Già, il futuro e il modo di intenderlo, visualizzarlo persino. Il duro e perenne scontro tra generazioni si perpetra da sempre all’insegna delle più vistose contraddizioni sociali. Il tempo scorre e i conflitti restano. Ma dopo una pausa narcotica forse durata troppo a lungo, quella della deideologizzazione, ci troviamo di fronte a ragazzi che tornano a impegnarsi, preoccuparsi per il loro futuro, per quello del pianeta. Ragazzi con una rinnovata sensibilità e attenzione che spesso non hanno sufficiente voce. Ho voluto con questo racconto spingere queste generazioni agli estremi, al limite della tragedia, sottolineando che solo il dialogo, la mediazione, il confronto possono essere veramente efficaci contro il vero antagonismo. Cosa non facile, lo sappiamo tutti molto bene però.

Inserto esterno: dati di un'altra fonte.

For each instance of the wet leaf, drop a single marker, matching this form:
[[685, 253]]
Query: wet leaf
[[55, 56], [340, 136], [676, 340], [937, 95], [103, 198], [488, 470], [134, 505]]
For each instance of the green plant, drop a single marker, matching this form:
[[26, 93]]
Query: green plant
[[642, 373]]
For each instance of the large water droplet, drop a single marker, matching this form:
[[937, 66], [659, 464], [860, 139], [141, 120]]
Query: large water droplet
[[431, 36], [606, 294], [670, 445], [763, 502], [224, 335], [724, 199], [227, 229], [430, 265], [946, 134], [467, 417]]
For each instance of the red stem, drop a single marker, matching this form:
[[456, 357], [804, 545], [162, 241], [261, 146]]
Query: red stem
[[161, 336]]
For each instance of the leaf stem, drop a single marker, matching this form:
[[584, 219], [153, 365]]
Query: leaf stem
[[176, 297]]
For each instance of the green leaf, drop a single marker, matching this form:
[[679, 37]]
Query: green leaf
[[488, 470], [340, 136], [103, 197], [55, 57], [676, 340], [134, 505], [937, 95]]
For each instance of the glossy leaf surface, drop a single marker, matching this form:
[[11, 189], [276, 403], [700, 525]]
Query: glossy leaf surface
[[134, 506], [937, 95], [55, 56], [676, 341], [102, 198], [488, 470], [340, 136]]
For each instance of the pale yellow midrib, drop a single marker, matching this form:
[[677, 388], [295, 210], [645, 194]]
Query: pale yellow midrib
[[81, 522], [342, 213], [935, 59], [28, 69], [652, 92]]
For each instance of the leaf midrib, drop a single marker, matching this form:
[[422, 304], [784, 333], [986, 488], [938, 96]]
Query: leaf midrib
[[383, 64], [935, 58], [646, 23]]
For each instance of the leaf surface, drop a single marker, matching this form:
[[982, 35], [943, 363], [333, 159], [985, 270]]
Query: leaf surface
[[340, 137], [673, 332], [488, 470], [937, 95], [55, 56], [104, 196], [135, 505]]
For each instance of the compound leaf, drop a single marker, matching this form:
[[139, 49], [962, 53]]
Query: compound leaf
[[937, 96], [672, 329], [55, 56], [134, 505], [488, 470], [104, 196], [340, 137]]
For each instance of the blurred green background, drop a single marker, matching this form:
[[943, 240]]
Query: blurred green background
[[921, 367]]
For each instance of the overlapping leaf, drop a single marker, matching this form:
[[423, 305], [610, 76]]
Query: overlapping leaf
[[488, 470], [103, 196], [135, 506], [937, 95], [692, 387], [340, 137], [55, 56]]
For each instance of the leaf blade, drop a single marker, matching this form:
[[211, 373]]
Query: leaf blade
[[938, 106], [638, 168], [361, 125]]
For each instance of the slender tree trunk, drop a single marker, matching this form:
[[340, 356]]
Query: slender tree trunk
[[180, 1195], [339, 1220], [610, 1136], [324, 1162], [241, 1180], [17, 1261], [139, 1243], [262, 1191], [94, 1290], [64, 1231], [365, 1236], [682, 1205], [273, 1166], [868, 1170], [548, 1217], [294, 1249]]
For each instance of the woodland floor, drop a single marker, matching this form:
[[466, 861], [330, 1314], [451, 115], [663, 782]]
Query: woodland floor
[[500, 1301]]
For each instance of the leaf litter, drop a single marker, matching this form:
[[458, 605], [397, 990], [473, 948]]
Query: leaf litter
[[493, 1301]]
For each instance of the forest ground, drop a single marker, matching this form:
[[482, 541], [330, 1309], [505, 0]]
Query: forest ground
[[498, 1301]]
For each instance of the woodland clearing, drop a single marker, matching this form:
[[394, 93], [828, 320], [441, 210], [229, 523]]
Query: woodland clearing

“ODIAMO TUTTI” c’è scritto nello striscione che il ragazzo srotola dal tetto del teatro e questa protesta clamorosa però, all’atto pratico, non sembra proprio utile ma addirittura controproducente. Gli ambientalisti hanno sbagliato modo di comunicare le loro istanze?

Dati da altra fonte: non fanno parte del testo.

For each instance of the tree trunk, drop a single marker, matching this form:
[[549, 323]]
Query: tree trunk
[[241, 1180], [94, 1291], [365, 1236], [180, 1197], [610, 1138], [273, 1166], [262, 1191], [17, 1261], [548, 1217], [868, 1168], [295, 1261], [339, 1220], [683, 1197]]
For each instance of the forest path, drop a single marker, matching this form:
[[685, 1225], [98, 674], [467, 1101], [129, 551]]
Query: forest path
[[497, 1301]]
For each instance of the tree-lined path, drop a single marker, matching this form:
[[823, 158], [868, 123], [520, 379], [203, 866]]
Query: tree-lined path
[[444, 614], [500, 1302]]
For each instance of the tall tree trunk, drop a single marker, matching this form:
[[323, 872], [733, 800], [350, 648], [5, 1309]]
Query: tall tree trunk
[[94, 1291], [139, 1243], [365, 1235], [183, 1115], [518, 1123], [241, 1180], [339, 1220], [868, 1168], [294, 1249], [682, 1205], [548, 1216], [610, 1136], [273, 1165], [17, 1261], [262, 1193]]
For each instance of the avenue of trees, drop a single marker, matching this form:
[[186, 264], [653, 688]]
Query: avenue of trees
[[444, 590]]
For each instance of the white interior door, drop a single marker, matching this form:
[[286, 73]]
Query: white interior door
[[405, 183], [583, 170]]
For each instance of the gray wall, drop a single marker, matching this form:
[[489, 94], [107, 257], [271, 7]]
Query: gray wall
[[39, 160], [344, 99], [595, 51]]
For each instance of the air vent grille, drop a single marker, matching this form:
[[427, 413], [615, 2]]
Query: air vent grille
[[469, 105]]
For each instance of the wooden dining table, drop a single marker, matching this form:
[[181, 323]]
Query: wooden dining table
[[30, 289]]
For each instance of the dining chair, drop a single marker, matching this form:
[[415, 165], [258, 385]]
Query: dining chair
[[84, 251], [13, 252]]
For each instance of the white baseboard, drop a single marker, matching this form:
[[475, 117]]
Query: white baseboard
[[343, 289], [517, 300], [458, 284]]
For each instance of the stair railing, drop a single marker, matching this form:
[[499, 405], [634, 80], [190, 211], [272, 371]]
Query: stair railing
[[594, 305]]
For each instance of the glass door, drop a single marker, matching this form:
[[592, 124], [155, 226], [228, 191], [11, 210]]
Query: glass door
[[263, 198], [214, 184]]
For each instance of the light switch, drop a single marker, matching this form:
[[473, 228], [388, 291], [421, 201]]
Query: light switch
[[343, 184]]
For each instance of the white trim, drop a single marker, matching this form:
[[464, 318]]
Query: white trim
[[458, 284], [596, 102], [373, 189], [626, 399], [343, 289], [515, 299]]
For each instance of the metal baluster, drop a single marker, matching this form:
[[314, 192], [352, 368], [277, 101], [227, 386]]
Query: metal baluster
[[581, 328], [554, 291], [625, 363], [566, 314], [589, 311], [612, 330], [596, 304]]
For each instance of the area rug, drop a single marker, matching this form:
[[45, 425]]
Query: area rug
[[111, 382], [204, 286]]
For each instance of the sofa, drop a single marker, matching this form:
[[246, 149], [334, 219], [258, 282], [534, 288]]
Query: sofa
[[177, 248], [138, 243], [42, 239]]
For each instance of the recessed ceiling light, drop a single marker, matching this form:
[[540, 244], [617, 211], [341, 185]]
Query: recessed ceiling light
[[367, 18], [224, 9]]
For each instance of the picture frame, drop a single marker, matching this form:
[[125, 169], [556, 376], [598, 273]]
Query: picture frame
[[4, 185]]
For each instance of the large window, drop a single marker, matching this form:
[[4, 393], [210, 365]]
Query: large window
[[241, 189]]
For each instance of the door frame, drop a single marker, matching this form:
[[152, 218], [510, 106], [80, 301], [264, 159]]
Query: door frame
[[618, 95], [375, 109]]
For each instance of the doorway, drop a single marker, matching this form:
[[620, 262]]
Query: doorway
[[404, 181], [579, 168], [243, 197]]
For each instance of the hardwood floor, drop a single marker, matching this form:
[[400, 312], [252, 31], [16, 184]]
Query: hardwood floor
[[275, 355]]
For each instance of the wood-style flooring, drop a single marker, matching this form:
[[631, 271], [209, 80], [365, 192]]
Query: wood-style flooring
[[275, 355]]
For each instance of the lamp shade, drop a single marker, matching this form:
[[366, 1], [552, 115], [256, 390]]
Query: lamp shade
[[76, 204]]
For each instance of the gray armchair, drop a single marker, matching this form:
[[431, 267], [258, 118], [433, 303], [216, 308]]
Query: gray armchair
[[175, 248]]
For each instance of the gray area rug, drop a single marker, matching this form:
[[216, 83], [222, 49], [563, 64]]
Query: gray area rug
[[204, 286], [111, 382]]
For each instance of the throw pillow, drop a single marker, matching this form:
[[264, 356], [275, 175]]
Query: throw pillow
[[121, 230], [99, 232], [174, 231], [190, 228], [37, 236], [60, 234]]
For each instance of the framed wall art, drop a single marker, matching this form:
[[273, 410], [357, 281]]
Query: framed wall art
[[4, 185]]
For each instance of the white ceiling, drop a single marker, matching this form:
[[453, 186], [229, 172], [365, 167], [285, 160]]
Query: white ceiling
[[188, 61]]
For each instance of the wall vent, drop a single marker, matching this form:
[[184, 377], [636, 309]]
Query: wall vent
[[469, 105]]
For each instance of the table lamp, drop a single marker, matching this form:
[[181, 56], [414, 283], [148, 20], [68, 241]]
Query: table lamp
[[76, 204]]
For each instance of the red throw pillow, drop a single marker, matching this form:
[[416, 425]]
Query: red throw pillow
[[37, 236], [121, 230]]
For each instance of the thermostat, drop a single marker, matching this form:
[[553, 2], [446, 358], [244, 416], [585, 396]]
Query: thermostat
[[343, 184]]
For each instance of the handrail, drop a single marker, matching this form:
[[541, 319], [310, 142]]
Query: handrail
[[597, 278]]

Il 68’ prima, il 77’ poi, quello che ho vissuto personalmente in varie espressioni estremiste. Ci sono passato anche io, come molti. Le difficoltà di incontro, di dialogo, divengono spesso scogli insormontabili, muri altissimi che impediscono l’analisi e la vera comprensione dei fenomeni. Odio è un termine antichissimo, proviene dagli albori della vita. E non si è trasformato nel tempo, ci segue come un’ombra, un fantasma, si sostituisce spesso alla ragionevolezza. L’istinto guida spesso alla violenza bieca, pensando che questa sia divenuta forse l’ultima opportunità per farsi ascoltare. Non è così. Ma non lo impareremo mai.

“Il noir è vita, sincerità e falsità” dice Marco G. Dibenedetto in un’intervista citata nel libro ma qual è la funzione del noir? È, come dice Loriano Macchiavelli, quella di disturbare il potere?

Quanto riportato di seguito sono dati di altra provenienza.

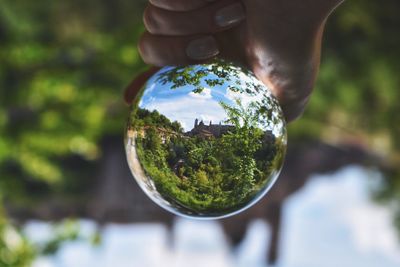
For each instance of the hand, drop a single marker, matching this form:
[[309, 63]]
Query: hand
[[280, 40]]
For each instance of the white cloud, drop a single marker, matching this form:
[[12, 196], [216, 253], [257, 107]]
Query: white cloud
[[187, 108], [205, 94]]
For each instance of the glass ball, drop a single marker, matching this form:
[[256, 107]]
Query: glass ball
[[205, 141]]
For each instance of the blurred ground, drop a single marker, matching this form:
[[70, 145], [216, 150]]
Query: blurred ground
[[330, 222]]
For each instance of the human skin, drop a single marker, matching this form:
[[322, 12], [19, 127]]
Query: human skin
[[279, 40]]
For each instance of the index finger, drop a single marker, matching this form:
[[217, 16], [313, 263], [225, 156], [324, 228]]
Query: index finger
[[180, 5]]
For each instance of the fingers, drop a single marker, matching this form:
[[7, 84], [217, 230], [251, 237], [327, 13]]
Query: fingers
[[164, 50], [212, 18], [180, 5], [134, 87]]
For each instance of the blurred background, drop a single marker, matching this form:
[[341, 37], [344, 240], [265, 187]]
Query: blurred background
[[67, 197]]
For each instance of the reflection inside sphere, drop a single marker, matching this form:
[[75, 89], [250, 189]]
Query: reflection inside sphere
[[205, 141]]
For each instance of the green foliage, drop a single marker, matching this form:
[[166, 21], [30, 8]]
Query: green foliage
[[63, 65], [15, 249], [213, 174]]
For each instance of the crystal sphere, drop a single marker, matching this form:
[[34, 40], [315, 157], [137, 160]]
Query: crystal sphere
[[205, 141]]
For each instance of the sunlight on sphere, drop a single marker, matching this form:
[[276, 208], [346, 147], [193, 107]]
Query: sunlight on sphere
[[205, 141]]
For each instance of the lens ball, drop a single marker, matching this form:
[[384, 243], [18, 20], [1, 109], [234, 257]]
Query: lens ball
[[205, 141]]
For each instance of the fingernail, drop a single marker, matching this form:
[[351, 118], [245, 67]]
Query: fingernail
[[202, 48], [229, 15]]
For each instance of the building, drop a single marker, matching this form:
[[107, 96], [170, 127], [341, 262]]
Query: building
[[210, 130]]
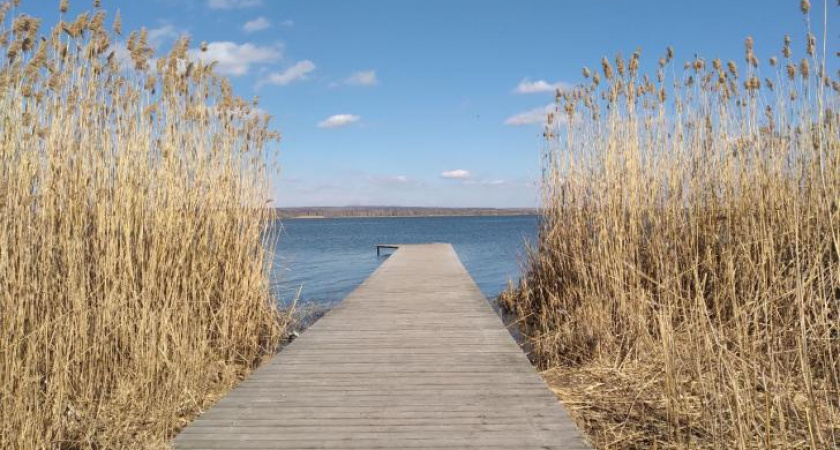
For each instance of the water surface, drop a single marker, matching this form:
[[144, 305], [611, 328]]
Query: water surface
[[327, 258]]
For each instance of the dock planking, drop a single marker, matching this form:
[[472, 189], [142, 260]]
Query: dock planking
[[414, 358]]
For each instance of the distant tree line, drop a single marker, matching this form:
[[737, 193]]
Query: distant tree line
[[397, 211]]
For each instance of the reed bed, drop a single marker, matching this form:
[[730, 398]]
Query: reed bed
[[133, 254], [685, 288]]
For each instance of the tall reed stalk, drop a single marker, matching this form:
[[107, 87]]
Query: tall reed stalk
[[689, 250], [133, 260]]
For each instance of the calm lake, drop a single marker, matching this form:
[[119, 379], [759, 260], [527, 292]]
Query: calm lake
[[327, 258]]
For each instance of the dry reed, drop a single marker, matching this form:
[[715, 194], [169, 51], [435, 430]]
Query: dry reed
[[133, 259], [685, 289]]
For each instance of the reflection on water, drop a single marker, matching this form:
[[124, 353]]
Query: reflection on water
[[327, 258]]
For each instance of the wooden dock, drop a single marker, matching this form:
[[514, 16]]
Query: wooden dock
[[414, 358]]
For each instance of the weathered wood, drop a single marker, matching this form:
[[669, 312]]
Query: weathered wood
[[415, 357]]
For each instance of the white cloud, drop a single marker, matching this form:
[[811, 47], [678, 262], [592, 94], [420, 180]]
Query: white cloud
[[233, 4], [392, 180], [292, 74], [536, 116], [258, 24], [168, 32], [363, 78], [236, 59], [457, 174], [527, 86], [338, 120]]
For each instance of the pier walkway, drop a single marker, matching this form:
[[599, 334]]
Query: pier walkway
[[414, 358]]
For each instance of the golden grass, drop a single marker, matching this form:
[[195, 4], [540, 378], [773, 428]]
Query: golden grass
[[133, 261], [686, 283]]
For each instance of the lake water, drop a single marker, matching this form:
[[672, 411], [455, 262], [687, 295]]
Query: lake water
[[327, 258]]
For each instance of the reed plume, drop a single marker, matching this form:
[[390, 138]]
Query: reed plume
[[685, 289], [133, 253]]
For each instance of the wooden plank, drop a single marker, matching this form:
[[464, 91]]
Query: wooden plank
[[415, 358]]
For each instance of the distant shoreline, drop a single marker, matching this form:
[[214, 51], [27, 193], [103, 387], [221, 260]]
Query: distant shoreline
[[396, 212], [405, 217]]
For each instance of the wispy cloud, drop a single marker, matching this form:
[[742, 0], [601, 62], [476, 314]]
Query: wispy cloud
[[363, 78], [392, 180], [536, 116], [339, 120], [457, 174], [298, 71], [236, 59], [164, 33], [258, 24], [233, 4], [527, 86]]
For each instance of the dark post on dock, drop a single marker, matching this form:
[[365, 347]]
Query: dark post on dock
[[380, 247], [415, 357]]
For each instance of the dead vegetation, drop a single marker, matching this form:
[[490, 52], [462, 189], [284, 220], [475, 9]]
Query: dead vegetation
[[685, 289], [133, 261]]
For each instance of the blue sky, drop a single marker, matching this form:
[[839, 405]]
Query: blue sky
[[432, 102]]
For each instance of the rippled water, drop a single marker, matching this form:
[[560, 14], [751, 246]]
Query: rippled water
[[328, 258]]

La funzione del noir è sì, anche quella di disturbare il potere, ma anche quella di accendere riflettori sulle contraddizioni sociali, sui lati oscuri delle città, delle periferie desolate, sul mondo che cambia a una velocità spesso insostenibile. Il noir è uno strumento che gli autori possono sfruttare per denunciare misfatti, crudeltà, ingiustizie. Per dar voce spesso agli ultimi, agli emarginati, a chi ha scelto di stare dall’altra parte della barricata o negli anfratti più bui e puzzolenti delle nostre città.